According to the lawsuit, filed by Monte Mandarino and Laura Blankenship:
Alexander L. Mandarino, 26, of Kalispell, was driving home from a trip to Seattle on June 12, 2013. Late that morning, he pulled off Interstate 90 near Lookout Pass on the Idaho-Montana border to sleep.
Shoshone County Sheriff’s Deputy Adam Durflinger responded to a call from a passerby and stopped to check on the car. Durflinger learned that the license plates on the car, a 2008 orange Scion, did not match those assigned to the car.
Durflinger awoke Mandarino, who was asleep in the passenger’s seat, and began questioning him about the license plates. State Police Trooper Todd McDevitt arrived on scene to help, and he also began questioning Mandarino.
For nearly 40 minutes, the officers questioned him. Several times they let Mandarino return to the car to retrieve items from the glove box, including the vehicle registration.
When asked if he possessed marijuana, Mandarino got into the passenger’s side of the car and retrieved a small pill bottle from the glove box. McDevitt and Durflinger stood next to him outside the car. ISP dash-cam video shows that Mandarino was still in the passenger’s seat when McDevitt saw a pistol in the glove box. He told Mandarino not to pick it up. McDevitt then leaned into the car and shot Mandarino.
The inside of the car and the pistol are not visible in the video.
Mandarino’s parents, who live in Whitefish, Mont., say their son was cooperative throughout the 40-minute encounter and deadly force was not necessary.
The Kootenai County Sheriff’s Office turned over its report to Shoshone County Prosecuting Attorney Keisha Oxendine, who decided McDevitt’s use of deadly force was justified.
“Trooper McDevitt and Deputy Durflinger were presented with a viable threat of deadly force by Mandarino, through the presentation of a firearm by Mandarino and his refusal to release the firearm,” Oxendine said in an Oct. 22, 2013, news release.
Monte Mandarino, Alex’s father, told the Statesman that Oxendine has a conflict of interest, because she and Durflinger both work for Shoshone County.
“In this case, as well as in so many cases in our country, it is a huge conflict of interest that police are allowed to investigate themselves in situations like this,” he said via telephone on Wednesday. “I would really support federal investigations in every case of a police shooting or in every case that is even slightly questionable. I just think this is a huge gap in justice in our country.”

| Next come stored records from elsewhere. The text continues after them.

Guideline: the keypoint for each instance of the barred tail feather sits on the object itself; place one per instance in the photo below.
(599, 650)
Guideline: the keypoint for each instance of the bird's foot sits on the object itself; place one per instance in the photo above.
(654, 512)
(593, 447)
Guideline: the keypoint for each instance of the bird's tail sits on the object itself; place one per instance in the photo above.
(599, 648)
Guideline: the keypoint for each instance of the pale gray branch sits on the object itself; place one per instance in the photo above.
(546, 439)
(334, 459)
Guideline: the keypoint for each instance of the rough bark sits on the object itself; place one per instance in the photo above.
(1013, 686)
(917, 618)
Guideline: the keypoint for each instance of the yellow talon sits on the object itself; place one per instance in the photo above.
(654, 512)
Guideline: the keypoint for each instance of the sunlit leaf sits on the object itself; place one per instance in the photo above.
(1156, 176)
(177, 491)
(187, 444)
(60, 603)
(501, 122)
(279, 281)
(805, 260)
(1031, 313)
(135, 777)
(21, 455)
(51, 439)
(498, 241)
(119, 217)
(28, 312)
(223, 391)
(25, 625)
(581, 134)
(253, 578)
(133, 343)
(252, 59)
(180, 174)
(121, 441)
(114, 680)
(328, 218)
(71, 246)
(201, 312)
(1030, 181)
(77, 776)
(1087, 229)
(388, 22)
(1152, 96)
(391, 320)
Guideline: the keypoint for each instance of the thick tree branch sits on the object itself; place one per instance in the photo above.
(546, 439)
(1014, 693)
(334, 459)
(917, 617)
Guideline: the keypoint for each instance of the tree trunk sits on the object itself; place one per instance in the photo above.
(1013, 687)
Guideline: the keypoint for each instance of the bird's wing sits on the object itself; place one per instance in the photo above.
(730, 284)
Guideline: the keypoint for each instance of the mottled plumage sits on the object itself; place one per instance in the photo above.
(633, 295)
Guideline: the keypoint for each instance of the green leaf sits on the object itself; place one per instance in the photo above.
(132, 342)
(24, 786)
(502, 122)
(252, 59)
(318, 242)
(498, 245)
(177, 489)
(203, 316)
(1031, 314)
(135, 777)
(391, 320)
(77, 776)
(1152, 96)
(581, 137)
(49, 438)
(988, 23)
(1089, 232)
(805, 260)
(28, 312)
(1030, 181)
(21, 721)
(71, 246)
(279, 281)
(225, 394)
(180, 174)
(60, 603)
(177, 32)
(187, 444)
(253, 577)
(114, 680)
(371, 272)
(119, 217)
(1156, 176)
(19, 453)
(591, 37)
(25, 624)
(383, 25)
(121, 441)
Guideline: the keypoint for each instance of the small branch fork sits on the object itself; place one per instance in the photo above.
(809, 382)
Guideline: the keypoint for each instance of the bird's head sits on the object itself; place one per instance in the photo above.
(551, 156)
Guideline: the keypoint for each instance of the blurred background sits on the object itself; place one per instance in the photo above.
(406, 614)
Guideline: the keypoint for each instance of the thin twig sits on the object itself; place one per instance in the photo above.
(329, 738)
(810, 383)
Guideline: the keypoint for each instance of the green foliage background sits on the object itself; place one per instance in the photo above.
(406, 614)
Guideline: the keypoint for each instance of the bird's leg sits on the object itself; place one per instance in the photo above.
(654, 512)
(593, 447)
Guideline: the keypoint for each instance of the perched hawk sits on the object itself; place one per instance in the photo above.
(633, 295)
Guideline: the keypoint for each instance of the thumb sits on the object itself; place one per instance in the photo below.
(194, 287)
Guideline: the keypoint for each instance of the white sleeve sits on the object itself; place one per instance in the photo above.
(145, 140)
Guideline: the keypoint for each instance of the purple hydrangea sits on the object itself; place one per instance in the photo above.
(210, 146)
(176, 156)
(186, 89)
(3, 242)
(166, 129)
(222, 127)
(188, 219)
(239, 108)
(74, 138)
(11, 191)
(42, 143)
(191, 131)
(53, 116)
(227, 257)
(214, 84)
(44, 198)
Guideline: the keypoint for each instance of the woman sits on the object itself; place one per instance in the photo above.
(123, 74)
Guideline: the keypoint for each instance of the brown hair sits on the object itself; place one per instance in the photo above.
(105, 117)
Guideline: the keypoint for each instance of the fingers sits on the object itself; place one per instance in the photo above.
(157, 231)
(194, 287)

The lawsuit was filed in July 2014 against McDevitt, Durflinger and Shoshone County.
U.S. District Judge Edward Lodge denied a request by the State Police and Shoshone County to dismiss the case in August 2015. In February, the defendants asked Lodge to make a summary judgment, deciding the case without holding a trial. That request is still pending. Meanwhile, a trial date is set for Tuesday, Nov. 1, in Coeur d’Alene.